以下の文章は、TorrentFreakの「Unreleased Bowie on BitTorrent: Pirate Sabotage Turned Cultural Blessing」という記事を翻訳したものである。

原典:TorrentFreak
原題:Unreleased Bowie on BitTorrent: Pirate Sabotage Turned Cultural Blessing
著者:enigmax
日付:March 23, 2011
ライセンス:CC BY

10年もの間、リリースされてこなかったデヴィッド・ボウイのアルバム『Toy』がBitTorrentにリークされた。報道によると、ボウイはこのリークに「ご立腹」のようだが、コメントを見る限り大方のファンは喜んでいるようだ。TorrentFreakでは、アルバムがリークされた背景を探るべく、リークした人物を探し出した。彼曰く、この問題のリリースは商用海賊盤(ブートレグ)を妨害するためのものだという。

2001年の中頃、デヴィッド・ボウイのニューアルバム『Toy』がリリースされることになっていた。ボウイの最初期の作品も収められていたというこのLPは、レコードレーベルVirginとのトラブルもあり、リリースされることはなかった。

しかし3日前、世界中のボウイファンは夢から目覚めた。アルバム『Toy』の全14トラックが、256kbpsのMP3でBitTorrentにアップロードされたのだ。通常、この種のリークは、The Pirate Bayのような大手サイトにアップロードされることが多いが、この『Toy』の場合、ほとんど無名のMind Warp Pavilionというトラッカーに投稿された。我々の観測範囲ではそれ以上の広がってはいないようだ。(いくつかのブログが勇敢にもそれをホストしているのは除くとして)

では、この突然のリリースはどこからやってきたのだろう?TorrentFreakは、その出所を探ることにした。まず初めに、このアップローダーに近しいという匿名の人物から、このアルバムをebayから入手したという情報を得た。
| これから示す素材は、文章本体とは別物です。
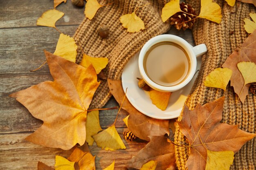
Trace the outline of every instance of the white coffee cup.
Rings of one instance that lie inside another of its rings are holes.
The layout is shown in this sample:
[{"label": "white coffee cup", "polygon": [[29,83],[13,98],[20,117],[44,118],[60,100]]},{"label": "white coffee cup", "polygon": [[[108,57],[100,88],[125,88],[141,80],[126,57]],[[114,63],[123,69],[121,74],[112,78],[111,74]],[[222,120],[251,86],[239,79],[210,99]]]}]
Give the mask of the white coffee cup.
[{"label": "white coffee cup", "polygon": [[[172,86],[162,86],[152,80],[148,76],[144,66],[144,58],[147,51],[154,44],[162,42],[170,42],[181,46],[186,51],[190,60],[188,75],[180,83]],[[143,46],[139,56],[139,68],[140,74],[146,82],[153,89],[163,92],[173,92],[178,90],[186,86],[191,80],[196,71],[196,57],[207,51],[204,44],[193,47],[184,39],[177,36],[164,34],[155,37],[148,40]]]}]

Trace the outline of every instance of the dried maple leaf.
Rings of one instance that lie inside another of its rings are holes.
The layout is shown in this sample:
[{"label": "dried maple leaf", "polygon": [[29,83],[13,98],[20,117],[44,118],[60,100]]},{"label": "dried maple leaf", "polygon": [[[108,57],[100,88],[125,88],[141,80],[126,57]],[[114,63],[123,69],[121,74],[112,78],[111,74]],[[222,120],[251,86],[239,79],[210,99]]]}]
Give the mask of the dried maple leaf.
[{"label": "dried maple leaf", "polygon": [[150,136],[150,141],[127,163],[128,167],[140,168],[149,161],[157,162],[156,170],[165,170],[175,163],[174,145],[164,137]]},{"label": "dried maple leaf", "polygon": [[229,68],[215,68],[206,76],[204,84],[207,87],[220,88],[226,91],[231,75],[232,70]]},{"label": "dried maple leaf", "polygon": [[54,81],[11,94],[43,125],[26,139],[43,146],[69,150],[85,140],[87,110],[99,83],[87,68],[45,51]]},{"label": "dried maple leaf", "polygon": [[240,46],[238,47],[229,56],[222,65],[223,67],[232,70],[233,73],[230,79],[230,85],[234,87],[235,92],[239,96],[242,103],[244,102],[248,94],[250,84],[245,85],[243,89],[245,81],[237,67],[237,64],[242,62],[256,63],[256,31],[254,31],[246,38]]},{"label": "dried maple leaf", "polygon": [[[108,86],[112,95],[121,105],[125,95],[121,80],[108,79]],[[152,118],[139,112],[132,105],[126,98],[122,108],[130,114],[127,125],[128,128],[137,137],[149,141],[148,136],[169,135],[169,121]]]},{"label": "dried maple leaf", "polygon": [[56,9],[50,9],[44,12],[37,20],[36,25],[56,28],[55,23],[64,15]]},{"label": "dried maple leaf", "polygon": [[177,123],[191,148],[186,166],[189,170],[205,169],[207,149],[213,151],[238,152],[256,134],[245,132],[237,125],[220,123],[225,97],[193,110],[185,105],[182,118]]},{"label": "dried maple leaf", "polygon": [[61,33],[60,34],[55,51],[53,54],[75,62],[77,55],[77,46],[74,38]]}]

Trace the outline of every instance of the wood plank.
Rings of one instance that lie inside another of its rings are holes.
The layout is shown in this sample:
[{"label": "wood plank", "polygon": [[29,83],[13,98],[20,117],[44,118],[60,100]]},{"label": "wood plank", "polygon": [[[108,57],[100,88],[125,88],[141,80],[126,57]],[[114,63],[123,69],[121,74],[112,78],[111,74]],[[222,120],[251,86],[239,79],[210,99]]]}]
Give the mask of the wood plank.
[{"label": "wood plank", "polygon": [[[31,27],[45,11],[54,9],[53,0],[8,0],[0,1],[0,28]],[[56,26],[79,24],[85,17],[84,7],[78,8],[67,0],[56,8],[65,13]]]}]

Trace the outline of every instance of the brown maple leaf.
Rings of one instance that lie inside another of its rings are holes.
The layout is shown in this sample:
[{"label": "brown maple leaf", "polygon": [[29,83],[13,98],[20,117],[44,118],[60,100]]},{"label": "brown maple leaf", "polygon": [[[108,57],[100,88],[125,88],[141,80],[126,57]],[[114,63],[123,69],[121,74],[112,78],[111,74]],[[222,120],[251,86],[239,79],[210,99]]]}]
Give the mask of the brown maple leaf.
[{"label": "brown maple leaf", "polygon": [[230,85],[234,87],[235,92],[243,103],[248,94],[250,84],[243,87],[245,81],[237,67],[237,64],[242,62],[251,62],[256,63],[256,31],[246,38],[240,47],[236,49],[222,65],[223,67],[232,70],[233,73],[230,79]]},{"label": "brown maple leaf", "polygon": [[175,168],[174,145],[164,137],[150,136],[150,141],[127,163],[128,167],[139,169],[151,160],[157,161],[156,170]]},{"label": "brown maple leaf", "polygon": [[[121,105],[125,95],[121,80],[108,79],[108,82],[112,95]],[[135,108],[126,98],[122,108],[130,114],[128,128],[137,137],[148,141],[150,139],[148,136],[169,135],[169,120],[158,119],[145,115]]]},{"label": "brown maple leaf", "polygon": [[189,170],[205,168],[207,149],[213,151],[238,152],[256,134],[245,132],[237,125],[220,123],[225,97],[193,110],[185,105],[182,119],[177,123],[191,147],[186,163]]},{"label": "brown maple leaf", "polygon": [[43,125],[26,139],[43,146],[69,150],[85,140],[87,110],[99,82],[87,68],[45,51],[54,81],[33,86],[10,95]]}]

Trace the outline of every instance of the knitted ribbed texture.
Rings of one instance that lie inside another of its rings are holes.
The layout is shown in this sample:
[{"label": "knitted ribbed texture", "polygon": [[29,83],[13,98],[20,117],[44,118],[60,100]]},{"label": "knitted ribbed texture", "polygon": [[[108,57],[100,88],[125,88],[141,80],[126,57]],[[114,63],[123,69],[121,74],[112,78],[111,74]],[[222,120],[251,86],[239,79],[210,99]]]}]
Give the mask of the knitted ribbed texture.
[{"label": "knitted ribbed texture", "polygon": [[[107,57],[109,62],[103,71],[108,78],[117,79],[120,79],[124,66],[143,45],[151,38],[166,32],[171,26],[170,23],[163,23],[161,18],[160,11],[166,0],[105,0],[99,2],[104,4],[113,1],[112,4],[101,8],[91,20],[85,18],[77,29],[74,38],[79,45],[76,62],[82,59],[82,50],[91,56]],[[136,12],[144,21],[145,29],[135,33],[127,32],[121,26],[120,17],[148,3],[151,4]],[[101,38],[97,33],[97,29],[101,25],[109,28],[107,38]],[[102,107],[111,96],[106,81],[101,80],[90,108]]]},{"label": "knitted ribbed texture", "polygon": [[[188,2],[196,11],[199,11],[200,0],[187,1],[189,1]],[[255,12],[255,8],[252,4],[236,1],[232,7],[224,0],[217,0],[217,2],[222,7],[222,19],[220,24],[200,19],[193,26],[193,33],[195,43],[205,44],[208,52],[202,56],[201,69],[186,104],[189,109],[193,110],[198,104],[203,105],[225,95],[222,122],[230,125],[236,124],[243,130],[255,133],[256,95],[249,93],[243,104],[240,102],[236,104],[237,95],[230,84],[227,86],[227,94],[220,89],[204,86],[203,82],[206,76],[214,69],[221,67],[237,46],[240,46],[248,36],[243,27],[243,20],[245,18],[249,18],[250,12]],[[178,120],[182,118],[182,114]],[[180,145],[188,145],[187,139],[178,126],[175,132],[175,141]],[[175,146],[175,155],[178,169],[186,169],[185,164],[189,155],[189,148]],[[247,142],[234,157],[231,170],[255,170],[256,139]]]}]

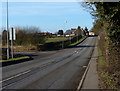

販売されたのは3月14日、オーストラリアから送付されていた。

そして今日、我々はようやくこのアップローダーとコンタクトをとることができた。Brigstowというハンドルで知られる英国ブリストルの男性は、大のボウイファンであるという。彼はブートレグCDを購入してアップロードしたわけではなく、eBayで『Toy』を売って金儲けを企む人々に業を煮やし、そのマネーゲームを妨害するためにリークすることにしたのだという。

「私や友人たちは、eBayオークションでアルバム『Toy』が55ドルで売られているのを見て、このアルバムを金儲けの道具としか見ていない連中に腹が立ったんです。そこで、アルバムをリークして、欲しい人に渡るようにしたのです。」とBrigstowはTorrentFreakに話した。

Brigstowは、このアップロードが「新しい試み」ではないと説明する。彼は数年前、Svage Jawというデヴィッド・ボウイの高品質なブートレグやレアレコーディングを集めたBitTorrentトラッカーを運営していたという。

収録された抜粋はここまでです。